Przylaczam sie do postu lewandy
tez czeka mnie posłanie dziecka do przedszkola po praskiej stronie wisły - ale z tego co wiem to problemy są z miejscami dla dzieci bez alegii a w naszym przypadku widze to raczej źle
Dziewczyny, poszukajcie dobrze w postach naszego forum ogłaszały sie panie gotowe otworzyc takie przedszkole dla "naszych " bg dzieciaczków-może jest tam jakiś kontakt do nich, zapytajcie to przecież nic nie kosztuje
Co prawda nie jestem "dziewczyną" ale sprawdziłem ten post - osoba która go napisał umieściła na tym forum dokładnie 1 post właśnie ten że zastanawia sie nad otwarciem takiego przedszkola - i od razu w tym samym poscie napisała że to może nie wypalić bo nie znajdzie odpowiedniej liczby dzieci itd ...
poza tym to miałoby być o ile bedzie - przedszkole dla 12 dzieci więc troszkę małe - ja wolałbym posłać dziecko do dużego przedszkola bo wydaje mi się że tam może mieć wiecej zajęć i możliwości
wysłałem do niej maila ale nie liczyłbym na wiele
Ostatnio zmieniony wt 30 gru, 2008 13:30 przez wawid, łącznie zmieniany 2 razy.
Witam ja natomiast mieszkam w Zgierzu i powiem szczerze ze tez sie martwiłam z przyjeciem mojego syna do przedszkola ale udało sie porozmawiałam z pania dyrektor i ustaliłysmy ze ja przynosze całe wyzywienie a w przedszkolu dostaje tylko herbatke .Wczesniej w innych przedszkolach tez pytałam i nie było zadnego problemu ,kwestia była tylko dogadania sie.Wiec warto pytac bo nigdy nie wiemy na jakich ludzi trafimy .Powodzenia.
Czy przynosisz tez obiady,sniadania i podwieczorki?
Kurcze,jakoś sobie tego nie wyobrażam,bo codziennie musisz jechac z całym wiktem do przedszkola:/
A czy wobec tego odliczają Wam stawkę żywieniowa?

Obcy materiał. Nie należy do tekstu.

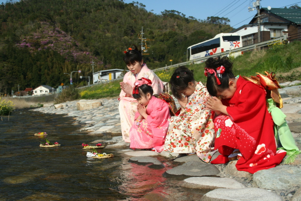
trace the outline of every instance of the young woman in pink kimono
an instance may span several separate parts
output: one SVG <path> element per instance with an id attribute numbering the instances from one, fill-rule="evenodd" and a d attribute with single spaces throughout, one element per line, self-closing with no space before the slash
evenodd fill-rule
<path id="1" fill-rule="evenodd" d="M 203 98 L 209 95 L 202 82 L 195 80 L 193 73 L 185 67 L 176 69 L 170 83 L 173 94 L 181 105 L 181 113 L 172 117 L 165 141 L 167 152 L 196 153 L 209 162 L 214 151 L 212 115 L 205 110 Z"/>
<path id="2" fill-rule="evenodd" d="M 142 77 L 134 84 L 133 97 L 138 101 L 135 122 L 129 130 L 130 148 L 163 150 L 168 129 L 170 109 L 164 100 L 153 95 L 152 81 Z"/>
<path id="3" fill-rule="evenodd" d="M 163 92 L 163 83 L 146 64 L 143 63 L 141 52 L 133 46 L 124 51 L 123 60 L 129 72 L 124 75 L 123 81 L 120 82 L 121 91 L 119 94 L 119 111 L 120 116 L 122 138 L 126 142 L 130 142 L 128 132 L 134 123 L 135 114 L 137 112 L 137 100 L 132 96 L 134 83 L 137 79 L 146 78 L 152 81 L 154 94 Z"/>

to jest tak ;dostaje jadłospis na cały tydzien zeby synek mogl mniej wiecej jesc to co dzieci z poczatku tez mnie to martiło ale sie przyzwyczilam i jakos idzie ,po prostu do torby termicznej daje mu w pojemniczkach sniadanie i podwieczorek a do termosu obiad noi owoc a kucharki tylko podgrzewaja jak trzeba.Oczywiscie nie płace za wyzywienie dziecka .
Musicie być mega zorganizowani.Ja to ostatnio nawet plecaka starszej córce zapomniałam zabrac z domu i wracałysmy sie z windy heheheeh.A w plecaku-kapcie(bo wyprane,poświateczne;)),no i strój gimnastyczny.
A co dopiero takie całe wyżywienie!
No ale jak nie ma rady,to nie ma.Ja pewnie,jak będę zmuszona od wrzesnia tak robić,to młoda z termosem bedzie chodziła do przedszkola.Ale przyznam,że mnie to przeraża:/
no nie powiem trzeba sie poswiecic ,ale to kwestia przyzwyczajenia sie ,i nie ma co sie bac ,obiadki gotuje dzien wczesniej wieczorem ,a rano reszte, trzeba sie tylko zorganizowac.
Ja też kiedyś nosiłam jedzenie dla córki do przedszkola,
a teraz robię jej wałówkę jak wyjeżdża na wycieczki szkolne-nawet zagraniczne.